La sculpture africaine est avant tout matérialisation de la parole. Cette caractéristique lui confère une grande importance dans les études de terrain. Mais, dans leurs rapports avec leurs informateurs, certains ethnologues ont tendance à trop employer l'affirmation. Ils ne tiennent peut-être pas assez compte de la personnalité, de l'âge et de la position sociale de leurs interlocuteurs. Alors que l'on s'éloigne de plus en plus des sources premières d'inspirations, des questions sont posées dont les réponses sont préméditées et les cicatrices historiques sont négligées.

Que valent par exemple les informations recueillies par un homme qui interroge sur des objets uniquement manipulés par des femmes ? Je me demande parfois si quelques-uns ne partent pas avec leur divan sur le terrain, de peur de retrouver leur innocence. On a déjà pillé l'Afrique dans tous les sens du terme (déportation, esclavage, colonisation, racisme institutionnalisé), il ne faudrait pas maintenant que des ethnologues veuillent la châtrer dans leurs laboratoires.
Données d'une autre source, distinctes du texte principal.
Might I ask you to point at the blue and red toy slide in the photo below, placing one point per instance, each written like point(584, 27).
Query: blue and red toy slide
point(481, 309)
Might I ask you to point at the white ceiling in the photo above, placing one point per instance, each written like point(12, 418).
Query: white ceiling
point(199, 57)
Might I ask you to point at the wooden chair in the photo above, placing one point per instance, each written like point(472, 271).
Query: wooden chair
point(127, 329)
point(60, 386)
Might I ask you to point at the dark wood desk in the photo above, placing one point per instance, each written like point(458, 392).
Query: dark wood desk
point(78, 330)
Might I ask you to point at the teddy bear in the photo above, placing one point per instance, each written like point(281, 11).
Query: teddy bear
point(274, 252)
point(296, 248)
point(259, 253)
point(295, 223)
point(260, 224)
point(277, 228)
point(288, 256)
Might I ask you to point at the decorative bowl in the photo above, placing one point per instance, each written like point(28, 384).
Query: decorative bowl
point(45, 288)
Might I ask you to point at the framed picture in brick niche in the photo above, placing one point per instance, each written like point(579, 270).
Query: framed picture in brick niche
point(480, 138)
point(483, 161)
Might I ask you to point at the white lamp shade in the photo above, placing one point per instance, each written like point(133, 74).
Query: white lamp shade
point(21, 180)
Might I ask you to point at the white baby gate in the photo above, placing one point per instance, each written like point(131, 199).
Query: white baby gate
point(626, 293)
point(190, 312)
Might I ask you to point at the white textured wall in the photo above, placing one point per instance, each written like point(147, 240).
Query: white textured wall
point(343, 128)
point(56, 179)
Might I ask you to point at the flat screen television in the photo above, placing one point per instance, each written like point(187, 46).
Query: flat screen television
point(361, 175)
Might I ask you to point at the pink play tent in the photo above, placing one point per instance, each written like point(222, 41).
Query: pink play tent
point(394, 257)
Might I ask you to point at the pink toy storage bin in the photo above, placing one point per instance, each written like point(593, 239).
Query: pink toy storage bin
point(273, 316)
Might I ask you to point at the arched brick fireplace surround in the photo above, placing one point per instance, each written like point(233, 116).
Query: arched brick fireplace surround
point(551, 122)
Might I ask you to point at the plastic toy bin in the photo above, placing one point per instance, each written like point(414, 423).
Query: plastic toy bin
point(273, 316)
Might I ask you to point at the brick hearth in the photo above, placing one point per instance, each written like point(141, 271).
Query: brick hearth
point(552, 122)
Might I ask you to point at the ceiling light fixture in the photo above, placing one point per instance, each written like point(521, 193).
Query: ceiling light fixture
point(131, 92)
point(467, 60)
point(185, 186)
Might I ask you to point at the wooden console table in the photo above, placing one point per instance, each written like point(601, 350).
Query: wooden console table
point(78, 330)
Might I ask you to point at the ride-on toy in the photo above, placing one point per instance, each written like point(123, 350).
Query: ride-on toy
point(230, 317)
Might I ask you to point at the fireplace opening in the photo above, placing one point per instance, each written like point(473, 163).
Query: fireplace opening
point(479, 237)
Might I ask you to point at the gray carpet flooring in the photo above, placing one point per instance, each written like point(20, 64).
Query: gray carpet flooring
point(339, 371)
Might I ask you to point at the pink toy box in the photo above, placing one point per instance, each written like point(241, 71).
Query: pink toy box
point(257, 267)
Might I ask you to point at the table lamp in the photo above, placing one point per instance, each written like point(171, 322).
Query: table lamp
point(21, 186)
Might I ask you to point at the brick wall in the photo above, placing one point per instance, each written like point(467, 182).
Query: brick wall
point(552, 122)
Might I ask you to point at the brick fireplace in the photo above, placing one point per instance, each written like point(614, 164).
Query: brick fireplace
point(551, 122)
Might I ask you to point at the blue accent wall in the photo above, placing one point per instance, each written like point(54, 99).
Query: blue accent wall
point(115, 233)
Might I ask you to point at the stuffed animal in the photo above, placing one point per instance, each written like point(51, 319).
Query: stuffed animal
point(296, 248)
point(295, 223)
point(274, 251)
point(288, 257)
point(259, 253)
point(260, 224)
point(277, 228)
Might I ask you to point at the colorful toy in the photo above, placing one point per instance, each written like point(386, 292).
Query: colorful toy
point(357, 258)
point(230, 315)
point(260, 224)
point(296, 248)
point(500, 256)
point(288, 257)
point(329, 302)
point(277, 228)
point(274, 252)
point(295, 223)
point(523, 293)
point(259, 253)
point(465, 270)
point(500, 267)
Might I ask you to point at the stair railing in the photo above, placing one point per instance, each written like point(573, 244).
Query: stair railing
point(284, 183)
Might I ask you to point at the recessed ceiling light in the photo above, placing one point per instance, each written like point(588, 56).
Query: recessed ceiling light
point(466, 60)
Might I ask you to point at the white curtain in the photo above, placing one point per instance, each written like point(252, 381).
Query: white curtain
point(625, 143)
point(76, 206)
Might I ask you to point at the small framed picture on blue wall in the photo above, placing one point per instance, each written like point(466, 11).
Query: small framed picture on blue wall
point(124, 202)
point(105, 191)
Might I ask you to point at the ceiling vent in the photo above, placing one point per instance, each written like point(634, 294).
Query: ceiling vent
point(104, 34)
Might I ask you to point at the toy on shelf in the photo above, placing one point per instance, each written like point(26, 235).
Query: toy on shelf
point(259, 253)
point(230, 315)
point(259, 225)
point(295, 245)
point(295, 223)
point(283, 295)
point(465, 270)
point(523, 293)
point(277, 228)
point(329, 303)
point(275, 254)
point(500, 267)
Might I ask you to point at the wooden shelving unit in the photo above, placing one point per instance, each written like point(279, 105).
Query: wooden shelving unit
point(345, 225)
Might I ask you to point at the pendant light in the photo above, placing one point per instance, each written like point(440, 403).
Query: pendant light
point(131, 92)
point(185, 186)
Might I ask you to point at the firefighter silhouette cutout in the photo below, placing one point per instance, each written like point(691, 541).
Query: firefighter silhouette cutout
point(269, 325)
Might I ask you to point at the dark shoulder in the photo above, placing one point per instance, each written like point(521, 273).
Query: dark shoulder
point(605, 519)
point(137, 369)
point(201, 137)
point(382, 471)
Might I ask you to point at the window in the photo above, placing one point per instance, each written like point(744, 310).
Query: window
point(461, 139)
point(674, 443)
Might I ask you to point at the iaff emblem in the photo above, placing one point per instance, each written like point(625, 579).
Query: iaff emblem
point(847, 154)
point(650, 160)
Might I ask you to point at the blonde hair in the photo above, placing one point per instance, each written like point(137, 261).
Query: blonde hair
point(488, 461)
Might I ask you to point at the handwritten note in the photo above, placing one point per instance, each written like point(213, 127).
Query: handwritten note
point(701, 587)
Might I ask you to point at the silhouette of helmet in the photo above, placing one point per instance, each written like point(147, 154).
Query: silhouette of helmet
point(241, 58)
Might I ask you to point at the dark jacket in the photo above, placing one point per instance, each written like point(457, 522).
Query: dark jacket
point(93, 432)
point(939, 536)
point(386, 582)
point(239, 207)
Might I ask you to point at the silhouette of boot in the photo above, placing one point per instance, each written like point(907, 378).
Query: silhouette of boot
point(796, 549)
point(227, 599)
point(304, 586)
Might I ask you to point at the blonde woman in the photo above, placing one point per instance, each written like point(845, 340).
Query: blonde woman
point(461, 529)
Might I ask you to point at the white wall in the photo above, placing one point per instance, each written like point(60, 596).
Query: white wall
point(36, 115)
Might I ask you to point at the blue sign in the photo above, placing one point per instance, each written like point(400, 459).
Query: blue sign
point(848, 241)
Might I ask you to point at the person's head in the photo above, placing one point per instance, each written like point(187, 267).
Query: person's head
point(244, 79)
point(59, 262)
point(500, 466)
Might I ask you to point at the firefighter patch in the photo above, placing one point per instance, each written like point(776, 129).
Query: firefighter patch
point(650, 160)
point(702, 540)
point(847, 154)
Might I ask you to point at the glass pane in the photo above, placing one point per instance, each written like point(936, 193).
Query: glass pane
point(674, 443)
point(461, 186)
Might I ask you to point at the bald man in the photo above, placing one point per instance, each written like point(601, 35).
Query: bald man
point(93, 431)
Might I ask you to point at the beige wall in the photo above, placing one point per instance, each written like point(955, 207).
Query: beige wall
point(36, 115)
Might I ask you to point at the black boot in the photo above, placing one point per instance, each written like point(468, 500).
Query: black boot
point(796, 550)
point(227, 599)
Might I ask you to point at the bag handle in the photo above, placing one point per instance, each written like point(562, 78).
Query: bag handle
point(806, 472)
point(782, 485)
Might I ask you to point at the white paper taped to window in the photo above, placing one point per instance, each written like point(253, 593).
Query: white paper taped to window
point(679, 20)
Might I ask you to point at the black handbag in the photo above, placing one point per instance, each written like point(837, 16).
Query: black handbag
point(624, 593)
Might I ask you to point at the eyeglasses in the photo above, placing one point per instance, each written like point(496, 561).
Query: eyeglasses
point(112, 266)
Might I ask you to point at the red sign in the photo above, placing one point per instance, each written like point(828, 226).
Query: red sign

En outre, il faudrait séparer la notion d'objets de surface appartenant comme des biens mobiliers à leurs propriétaires de celle du patrimoine archéologique. Car, en fait, si nous avons une idée assez, juste de l'inventaire des objets de surface, l'avenir de l'art africain est dans son sous-sol.

Les grands artistes sont aussi rares en Afrique que dans toutes les autres sociétés, y compris la nôtre. A l'intérieur même des " œuvres complets ", il existe des temps forts correspondant à la qualité de la question plastique posée ; peu d'artistes ont été capables d'en poser plusieurs.

Enfin, à notre époque, où le métissage culturel paraît non seulement évident mais indispensable au monde futur, où le discours courant proclame : " Pas d'hommes hors de la culture ", il faut se souvenir du cri de Fénéon en 1920 dans le Bulletin de la vie artistique ; " Quand rentreront-ils au Louvre ? " Alors que, depuis plus de dix ans, les arts noirs sont présents dans les grands musées des Beaux-Arts aux États-Unis, la France, elle, continue à les marginaliser dans des musées d'Histoire naturelle. Le Grand Louvre réorganise ses collections. Si l'on ne profite pas de cette occasion, sans tomber dans le piège actuel du post-modernisme, pour " resacraliser " l'art africain, l'art islamique et tous les " arts premiers " en leur accordant une place légitime, le Grand Louvre sera un leurre. Et l'État français en supportera la responsabilité historique.